Très manifestement, Iraniens et Américains étaient bien décidés à aboutir à cet accord-cadre. Selon des informations venues d’Iran, c’était la première fois ces derniers jours que les négociations se déroulaient à trois niveaux. Au niveau politique entre les “cinq + un” (États-Unis, Russie, Chine, France, Grande-Bretagne et Allemagne) et l’Iran ; au niveau technique entre les Iraniens et les Américains seuls ; et au niveau juridique entre des grosses pointures de deux bords.

Chaque camp bombe le torse

Certes, les discussions des deux camps ne débouchent, dans l’immédiat, que sur un accord dont les modalités devront être précisées. Mais les grandes lignes sont tracées. Le droit de l’Iran à mener des activités d’enrichissement dans le cadre du nucléaire civil est reconnu. C’est la principale victoire de la République islamique, c’était l’une de ses grandes revendications. En contrepartie, le nombre des centrifugeuses doit passer de 19 000 à 6 104 puis à 5 060 dans les dix ans. L’uranium ne devra pas être enrichi à plus de 3,67 % pendant quinze ans (il faut du 20 % pour une bombe atomique). Et les 10 tonnes d’uranium faiblement enrichi que l’Iran possède actuellement devront être ramenées à 300 kilos. La Russie s’est proposée pour recevoir le combustible iranien déjà retraité.
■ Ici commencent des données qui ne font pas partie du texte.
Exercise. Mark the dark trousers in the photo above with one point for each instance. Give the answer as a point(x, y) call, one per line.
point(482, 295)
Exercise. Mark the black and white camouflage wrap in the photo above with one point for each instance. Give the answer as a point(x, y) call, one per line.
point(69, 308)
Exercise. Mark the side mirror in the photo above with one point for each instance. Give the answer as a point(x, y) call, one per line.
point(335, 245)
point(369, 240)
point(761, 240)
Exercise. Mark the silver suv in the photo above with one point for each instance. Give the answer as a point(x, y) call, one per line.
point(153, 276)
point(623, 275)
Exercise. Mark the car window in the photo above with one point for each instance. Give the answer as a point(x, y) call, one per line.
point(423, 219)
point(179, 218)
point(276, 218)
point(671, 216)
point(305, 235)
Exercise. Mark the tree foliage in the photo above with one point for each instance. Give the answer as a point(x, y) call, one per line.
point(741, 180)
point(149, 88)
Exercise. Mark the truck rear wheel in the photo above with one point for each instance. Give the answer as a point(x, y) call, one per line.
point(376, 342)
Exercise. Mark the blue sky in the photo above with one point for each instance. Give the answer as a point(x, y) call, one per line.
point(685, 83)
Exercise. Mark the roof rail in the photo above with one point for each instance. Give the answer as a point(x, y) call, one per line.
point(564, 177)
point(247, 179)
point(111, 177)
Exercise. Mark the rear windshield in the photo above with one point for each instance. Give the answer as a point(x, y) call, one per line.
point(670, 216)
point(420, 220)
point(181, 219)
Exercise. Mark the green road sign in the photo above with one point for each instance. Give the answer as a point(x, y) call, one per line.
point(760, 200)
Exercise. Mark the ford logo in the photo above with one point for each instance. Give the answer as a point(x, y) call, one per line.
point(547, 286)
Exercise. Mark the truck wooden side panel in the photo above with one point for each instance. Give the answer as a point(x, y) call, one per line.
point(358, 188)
Autant de précisions qui, de part et d’autre, peuvent soulever les réticences des nombreux opposants à l’entente américano-iranienne. “Nous venons de livrer un cheval de course contre une bride déchirée”, écrivait un éditorialiste proche du Guide, à Téhéran, le 3 avril. Aussi chaque camp, tout en se félicitant du moment historique, a bien pris soin de bomber le torse, pour convaincre ses opposants que rien n’a été lâché. Mohammad Javad Zarif a affirmé, à son retour, qu’il n’y aurait pas de fermeture d’installations nucléaires, que le centre de Fordow continuerait à fonctionner et que le réacteur à eau lourde d’Arak serait modernisé. Les Occidentaux précisaient, eux, que seul Natanz demeurerait un site d’enrichissement de nucléaire civil, le centre de Fordow devant être réservé à la recherche. Chacun dit une moitié de la vérité.

Une aubaine économique

Pour rassurer ses alliés israélien et saoudien (Barack Obama a téléphoné à Benjamin Netanyahu et au roi Salman d’Arabie saoudite), et désamorcer la colère des représentants républicains, Barack Obama a lourdement insisté sur la réversibilité de l’accord-cadre et l’importance des vérifications qui seront ensuite menées par l’AIEA pour s’assurer que l’Iran respecte sa signature. Les sanctions seront levées les unes après les autres. Il y a trois types de sanctions, celles de l’ONU, des États-Unis et de l’Union européenne. Les deux dernières pourraient être “abrogées” ou “suspendues” selon les interlocuteurs, assez rapidement.

Ces trois mois avant le 30 juin et la mise au point de l’accord-cadre serviront (très certainement avec des hauts et des bas) à finaliser le texte, mais aussi à tenter de désamorcer les ultimes réticences des opposants de tous bords. À l’exception de l’indéfectible résistance d’Israël, nombre d’entre elles s’effaceront peu à peu devant l’intérêt économique que représente l’Iran pour les entreprises occidentales et pour l’amélioration de la vie quotidienne des Iraniens. Un pays de 78 millions d’habitants, troisième puissance pétrolière du monde, hier ouvert sur l’Occident et qui ne demande majoritairement qu’à renouer avec lui. En ces temps de morosité économique, c’est une aubaine.